The only constant that works is $\boxed{ f \equiv 0} $, which is our first solution. Let $f$ be non-constant. Let $(x,y) $ be the assertion in given equation. As $f$ is nonzero, we directly get $f$ is surjective from given equation. $P(x,0)$: $f(f(x))=xf(0)$ Hence, $f(0)\neq 0$ (otherwise combining with $f$ surjective, we get $f$ is constant. Contradiction.) Hence $f$ is injective. $P(0,0)$ : $f(f(0))=0$ $P(0,-y)$: $ f(f(y)+yf(0))=0$ Hence, $f(0)=f(y)+yf(0)$ (as $f$ is injective.) Hence, $f(y)=f(0)(1-y)...(1)$ $y=f(0)$ in $(1)$ and $f(f(0))=0$ gives: $f(0)=0$ or $1$ . As, $f(0)\neq0$, $f(0)=1$. Hence from $(1)$ we get that : $\boxed{f(x)=1-x}$ which indeed works and is our second solution.

Denote the assertion by $P(x,y).$ We have $f(f(0))=0$ by $P(0,0).$ And moreover $f(0)\in \{0,1\}$ by $P(f(0),0).$ If $f(0)=0$ then $P(x,0)$ implies $f(f(x))=0$ and so $P(f(x),x)$ implies $f(x)=0$ which fits. Otherwise $P(x,0)$ implies $f(f(x))=x$ and in particular $f(1)=0$ and $f$ is injective. Finally $P(1,1-x)$ implies $f(x)=1-x$ which fits.

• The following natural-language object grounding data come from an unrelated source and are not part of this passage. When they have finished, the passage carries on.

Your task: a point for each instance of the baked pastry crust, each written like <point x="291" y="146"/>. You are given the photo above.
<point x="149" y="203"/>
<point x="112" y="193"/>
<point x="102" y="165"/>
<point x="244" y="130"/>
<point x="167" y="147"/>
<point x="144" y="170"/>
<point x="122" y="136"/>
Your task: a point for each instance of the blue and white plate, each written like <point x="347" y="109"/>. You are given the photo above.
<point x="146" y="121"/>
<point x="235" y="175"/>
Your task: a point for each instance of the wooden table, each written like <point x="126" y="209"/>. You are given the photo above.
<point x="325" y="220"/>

Let $P(x, y)$ denote the given assertion. $P(x,0)$ gives us that $f(f(x)) = x.f(0)$ Also $P(\frac{x}{f(y)},y)$ gives us that f is surjective. Now there are two cases: Case 1: $f(0) = 0$. So $f(f(x)) = 0$ and by subjectivity, we have $f(x) = 0$ which is a solution. Case 2: $f(0) \neq 0$. So $f(f(x)) = x.f(0)$ results in f being injective. Now, $P(1,1)$ gives us that $f(f(0) - f(1)) = f(1)$ and by injectivity we have $f(0) - f(1) = 1$ so $f(0) = f(1) + 1$ Also, $P(1,x)$ gives $f(f(1-x) - x.f(1)) = f(y)$ which by injectivity means $f(1-x) - x f(1) = x$ which means $f(1-x) = x(f(1) + 1) = x.f(0)$. Now if we put $x:= 1-x$ we have $f(x) = (1-x)f(0)$. This means f(1) = 0 so f(0) = 1 and so the equation becomes $f(x) = 1-x$, which is indeed a solution. In conclusion, we proved that the only possible functions are $f(x) = 0$ and $f(x) = 1-x$, in which the equality holds. P. S: In the third line, I supposed that there exists an f(y) such that f(y) is not equal to 0. I forgot to clarify about it. This is kinda like proving by contradiction which helps us prove f(x) = 0 in the first case, and it's perfectly fine in the second case.